Latin America: Revenue decreased approximately 3 percent versus the prior year
period, or approximately 1 percent excluding foreign currency headwinds. In the
first quarter of 2021, we proactively reduced channel inventory of FMC products
as planned, improving our inventory situation in Brazil. Additionally, Brazil's
cotton business was very strong for us in the three months ended March 31, 2020,
which did not repeat in 2021. These were partially offset by a return to growth
in Brazil and strong contributions from Mexico and the Andean subregion in the
second quarter of 2021.
EMEA: Revenue decreased approximately 1 percent versus the prior year period, or
approximately 6 percent excluding foreign currency, primarily due to
discontinued registrations and a delayed start to Spring which resulted in lost
applications. These more than offset strong sales of diamides and other
insecticides and fungicides.
Asia: Revenue increased approximately 19 percent versus the prior year period,
or approximately 13 percent excluding foreign currency headwinds, driven by
growth in Australia and India. We had strong sales for our new Overwatch®
herbicide and sales of our diamides were robust across the region.
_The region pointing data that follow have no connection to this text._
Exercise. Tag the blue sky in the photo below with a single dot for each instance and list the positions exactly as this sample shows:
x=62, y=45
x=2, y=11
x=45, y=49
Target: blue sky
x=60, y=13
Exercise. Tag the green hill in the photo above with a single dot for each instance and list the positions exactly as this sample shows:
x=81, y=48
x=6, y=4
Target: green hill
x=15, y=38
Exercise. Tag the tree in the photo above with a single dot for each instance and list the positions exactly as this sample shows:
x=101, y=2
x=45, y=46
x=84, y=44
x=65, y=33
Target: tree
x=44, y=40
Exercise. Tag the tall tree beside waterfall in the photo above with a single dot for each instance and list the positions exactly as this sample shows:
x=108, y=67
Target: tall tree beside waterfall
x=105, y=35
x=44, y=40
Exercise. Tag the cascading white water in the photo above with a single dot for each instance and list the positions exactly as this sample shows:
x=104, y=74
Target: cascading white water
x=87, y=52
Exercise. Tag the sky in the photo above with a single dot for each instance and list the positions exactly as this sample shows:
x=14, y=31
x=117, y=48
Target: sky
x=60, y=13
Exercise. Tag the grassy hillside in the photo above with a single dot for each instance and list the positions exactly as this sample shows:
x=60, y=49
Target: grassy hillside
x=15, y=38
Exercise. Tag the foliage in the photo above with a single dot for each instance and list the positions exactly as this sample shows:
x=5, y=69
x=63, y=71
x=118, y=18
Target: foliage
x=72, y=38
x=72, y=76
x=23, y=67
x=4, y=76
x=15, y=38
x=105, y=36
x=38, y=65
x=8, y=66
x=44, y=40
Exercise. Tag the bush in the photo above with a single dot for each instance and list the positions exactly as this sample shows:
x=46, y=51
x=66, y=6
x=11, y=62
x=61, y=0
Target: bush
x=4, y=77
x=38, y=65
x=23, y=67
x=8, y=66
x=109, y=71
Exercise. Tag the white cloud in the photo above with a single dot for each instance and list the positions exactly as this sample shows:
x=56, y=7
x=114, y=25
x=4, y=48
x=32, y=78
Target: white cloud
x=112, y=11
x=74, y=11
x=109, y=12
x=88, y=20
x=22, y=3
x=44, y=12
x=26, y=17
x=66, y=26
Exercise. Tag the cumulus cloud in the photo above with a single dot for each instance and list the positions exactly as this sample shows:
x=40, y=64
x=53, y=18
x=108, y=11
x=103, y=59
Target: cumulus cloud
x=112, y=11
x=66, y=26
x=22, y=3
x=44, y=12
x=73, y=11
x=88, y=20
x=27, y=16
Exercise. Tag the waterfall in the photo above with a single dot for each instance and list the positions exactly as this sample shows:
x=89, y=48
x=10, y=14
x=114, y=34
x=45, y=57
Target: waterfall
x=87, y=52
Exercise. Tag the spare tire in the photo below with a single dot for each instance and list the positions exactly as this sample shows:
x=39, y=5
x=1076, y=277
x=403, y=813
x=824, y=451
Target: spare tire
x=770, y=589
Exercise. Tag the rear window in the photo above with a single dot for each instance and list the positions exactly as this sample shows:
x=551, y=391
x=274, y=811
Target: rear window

For 2021, full-year revenue is expected to be in the range of approximately $4.9
billion to $5.1 billion, which represents approximately 8 percent growth at the
midpoint versus 2020.
Gross margin
Three Months Ended June 30, 2021 vs. 2020
Gross margin of $531.8 million increased $9.1 million, or approximately 2
percent versus the prior year period. The increase was primarily due to higher
revenues driven by increased volumes.
Gross margin percent of approximately 43 percent decreased 2 percent compared to
approximately 45 percent in the prior year period primarily due to accelerating
raw material and logistic costs.
Six Months Ended June 30, 2021 vs 2020
Gross margin of $1,044.2 million decreased $40.0 million, or approximately 4
percent versus the prior year period.
Gross margin percent of approximately 43 percent decreased slightly from
approximately 45 percent in the prior year period primarily due to accelerating
raw material and logistic costs.
Selling, general and administrative expenses
Three Months Ended June 30, 2021 vs. 2020
Selling, general and administrative expenses of $161.0 million decreased $10.0
million, or 6 percent, versus the prior year period. A large portion of the
decrease was related to the fact that we did not incur any transaction-related
expenses after the first quarter of 2021. Selling, general and administrative
expenses, excluding transaction-related charges, increased $3.0 million, or
approximately 2 percent, versus the prior year period.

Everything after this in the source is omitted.